Lidia se va


     La panza de la pequeña Lidia se inflaba y desinflaba con desesperante velocidad, reteniendo y soltando las ganas angustiosas de rogar a su abuela que esperara, que le diera unos días, que no cerrara la puerta, que el diente se caería solo, o que podría sacárselo el tío Elías de alguna forma.
-                                - “Ese diente molesta a los demás, y se puede infectar, por eso hay que sacarlo, chiquita. Esta es la forma más rápida. El ratón Pérez va a estar contento, te va a dejar moneditas para comprar las golosinas”.
                La tensión que impulsaba su rostro un poco más adelantado que el cuerpo hacia la dirección de la puerta –que causaba el hilo, atado a su diente como una piedrita blanca- le daba un miedo que apenas podía contener y que bloqueaba, incluso, la ruta de sus lágrimas quedadas en el camino, retenidas en sus ojos. Lidia alimentó sus pensamientos con la idea de que le dejaría una nota al ratón Pérez al dejar ese mismo diente bajo la almohada, notificándole los métodos crueles de su familia. Un globo, su pancita, bajo ese vestido de volados amarillos que su madre tanto amaba verle puesto. Un rayo atravesó el fondo del patio, justo detrás de un naranjo, en el momento en que la nona estaba a punto de cerrar la puerta; su luz repentina les hizo cerrar un poco los ojos y los dejó a todos viendo lucecitas blancas por unos minutos.
                En ese preciso momento, un hilo unía a la pura Lidia con el picaporte de la primer puerta de una seguidilla que se fue cerrando con el correr de los días, hasta hoy, en que un hilo une a la rencorosa Lidia con el picaporte que está a punto de cerrar tras sus espaldas.       

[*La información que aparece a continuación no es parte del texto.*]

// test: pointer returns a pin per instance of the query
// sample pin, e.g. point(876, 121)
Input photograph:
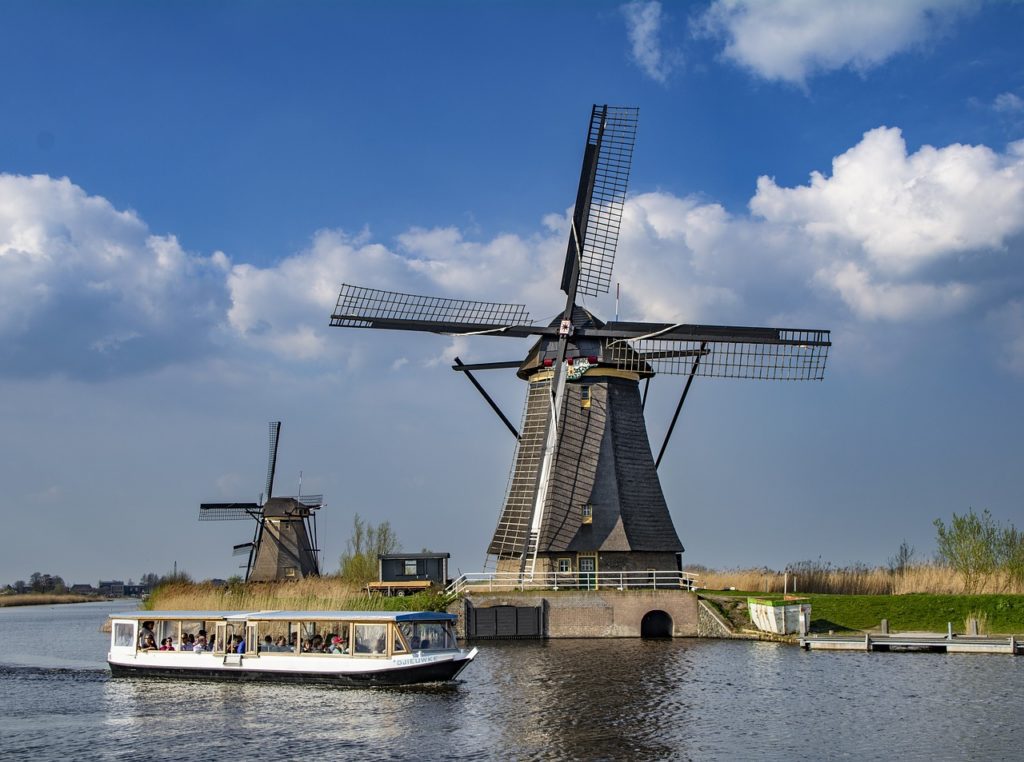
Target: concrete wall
point(598, 614)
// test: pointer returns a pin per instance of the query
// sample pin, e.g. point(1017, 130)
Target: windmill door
point(588, 570)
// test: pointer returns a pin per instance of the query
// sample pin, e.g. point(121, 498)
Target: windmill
point(584, 487)
point(284, 544)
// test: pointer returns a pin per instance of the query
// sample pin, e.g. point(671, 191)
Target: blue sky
point(183, 187)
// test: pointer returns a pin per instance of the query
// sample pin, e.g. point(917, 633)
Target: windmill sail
point(598, 213)
point(584, 487)
point(284, 538)
point(363, 307)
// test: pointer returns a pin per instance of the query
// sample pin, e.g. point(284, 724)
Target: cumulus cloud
point(90, 289)
point(886, 220)
point(1008, 102)
point(905, 210)
point(790, 40)
point(643, 26)
point(889, 236)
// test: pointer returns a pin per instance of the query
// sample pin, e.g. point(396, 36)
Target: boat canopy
point(275, 616)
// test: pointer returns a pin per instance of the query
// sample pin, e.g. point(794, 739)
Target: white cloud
point(90, 287)
point(905, 211)
point(791, 40)
point(888, 237)
point(643, 25)
point(1008, 102)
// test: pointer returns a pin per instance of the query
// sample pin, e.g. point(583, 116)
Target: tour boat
point(335, 647)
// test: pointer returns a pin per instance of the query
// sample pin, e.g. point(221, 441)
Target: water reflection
point(561, 700)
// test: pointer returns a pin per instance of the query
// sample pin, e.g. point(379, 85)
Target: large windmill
point(284, 544)
point(584, 490)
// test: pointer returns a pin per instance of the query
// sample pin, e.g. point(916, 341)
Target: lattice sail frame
point(613, 161)
point(359, 307)
point(796, 355)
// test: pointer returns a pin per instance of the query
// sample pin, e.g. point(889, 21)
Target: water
point(561, 700)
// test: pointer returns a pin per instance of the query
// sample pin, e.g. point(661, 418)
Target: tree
point(903, 559)
point(971, 545)
point(358, 562)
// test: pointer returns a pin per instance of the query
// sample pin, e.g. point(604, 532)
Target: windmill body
point(584, 494)
point(284, 545)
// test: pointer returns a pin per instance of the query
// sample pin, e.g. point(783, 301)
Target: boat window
point(275, 637)
point(124, 634)
point(428, 635)
point(325, 637)
point(399, 645)
point(371, 638)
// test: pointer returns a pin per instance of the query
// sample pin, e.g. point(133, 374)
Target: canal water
point(561, 700)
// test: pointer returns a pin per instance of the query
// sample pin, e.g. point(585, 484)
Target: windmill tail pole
point(679, 407)
point(492, 403)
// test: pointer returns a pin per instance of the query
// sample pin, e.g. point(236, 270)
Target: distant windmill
point(584, 489)
point(284, 545)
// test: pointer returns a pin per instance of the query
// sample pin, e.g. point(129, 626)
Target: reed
point(310, 594)
point(36, 599)
point(811, 577)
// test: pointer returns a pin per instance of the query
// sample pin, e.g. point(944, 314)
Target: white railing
point(509, 581)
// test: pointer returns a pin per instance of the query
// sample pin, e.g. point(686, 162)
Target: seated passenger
point(338, 645)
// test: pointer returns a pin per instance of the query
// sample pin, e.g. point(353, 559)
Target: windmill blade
point(363, 307)
point(228, 511)
point(271, 465)
point(784, 354)
point(600, 198)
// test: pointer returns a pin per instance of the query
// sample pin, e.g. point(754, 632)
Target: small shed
point(398, 574)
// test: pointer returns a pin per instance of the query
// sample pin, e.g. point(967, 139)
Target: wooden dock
point(908, 642)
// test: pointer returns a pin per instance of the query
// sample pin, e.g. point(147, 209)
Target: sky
point(184, 186)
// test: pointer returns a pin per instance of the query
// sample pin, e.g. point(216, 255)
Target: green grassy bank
point(997, 615)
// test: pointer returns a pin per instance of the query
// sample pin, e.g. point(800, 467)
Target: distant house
point(399, 574)
point(112, 588)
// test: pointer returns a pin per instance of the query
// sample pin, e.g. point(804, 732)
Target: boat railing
point(509, 581)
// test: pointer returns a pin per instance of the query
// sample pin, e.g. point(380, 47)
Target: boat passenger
point(338, 645)
point(144, 633)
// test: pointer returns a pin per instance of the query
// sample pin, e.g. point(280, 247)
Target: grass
point(312, 594)
point(38, 599)
point(856, 580)
point(929, 612)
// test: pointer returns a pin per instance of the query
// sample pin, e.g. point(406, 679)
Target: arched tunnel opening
point(655, 625)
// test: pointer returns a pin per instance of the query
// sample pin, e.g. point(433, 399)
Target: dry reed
point(36, 599)
point(311, 594)
point(856, 580)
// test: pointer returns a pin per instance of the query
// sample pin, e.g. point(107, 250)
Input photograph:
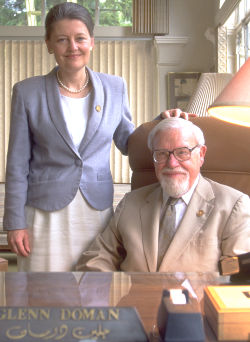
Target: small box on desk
point(227, 309)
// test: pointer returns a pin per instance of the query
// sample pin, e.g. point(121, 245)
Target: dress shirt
point(181, 204)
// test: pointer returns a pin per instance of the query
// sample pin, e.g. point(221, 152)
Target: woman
point(59, 188)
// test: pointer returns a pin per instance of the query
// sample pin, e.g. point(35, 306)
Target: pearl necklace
point(70, 90)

                Corta el hilo de un tirón, no le duele con la intensidad de aquel diente; o tal vez sí, pero no es el mismo dolor, hoy tiene un tinte de remordimiento. Mientras una perlita salada y húmeda cuelga de la línea de su mentón, piensa en lo intenso que es el rencor que siente. El problema es que ella es una coleccionista de detalles insignificantes. Algunos se le escapan, pero no los que le estuvieron inflando el globo de su barriga, sobre todo, estos últimos días.

                Atraviesa el patio, camina junto al naranjo y se detiene tan sólo unos segundos para respirar debajo de él, su aroma delicioso como una tarde tibia de verano. Ahora, durante la noche, una luz blanca juega a traspasar las hojas del árbol y dibujar sombras sobre su rostro de ojos cerrados y expresión serena, de piel tersa por las lágrimas previas y palidez que fue desarrollando paulatinamente la tristeza. Arroja el bolso hacia arriba, hacia dos ramas que lo sostienen firme, y trepa ágilmente dirigiéndose hacia un muro de ladrillo sobre el cual arroja nuevamente el bolso y salta. Ya no se la ve por ningún lado. El patio azulado recibe silencioso el canto de uno o dos grillos que no se ven –nunca se ven-, y una brisa suave agita las hojas de este naranjo que nunca había estado tan solo. Once años tiene Lidia. En unas horas sus padres van a llevarse el peor susto de sus vidas, a causa de esas pequeñas decisiones que completaron su colección de detalles.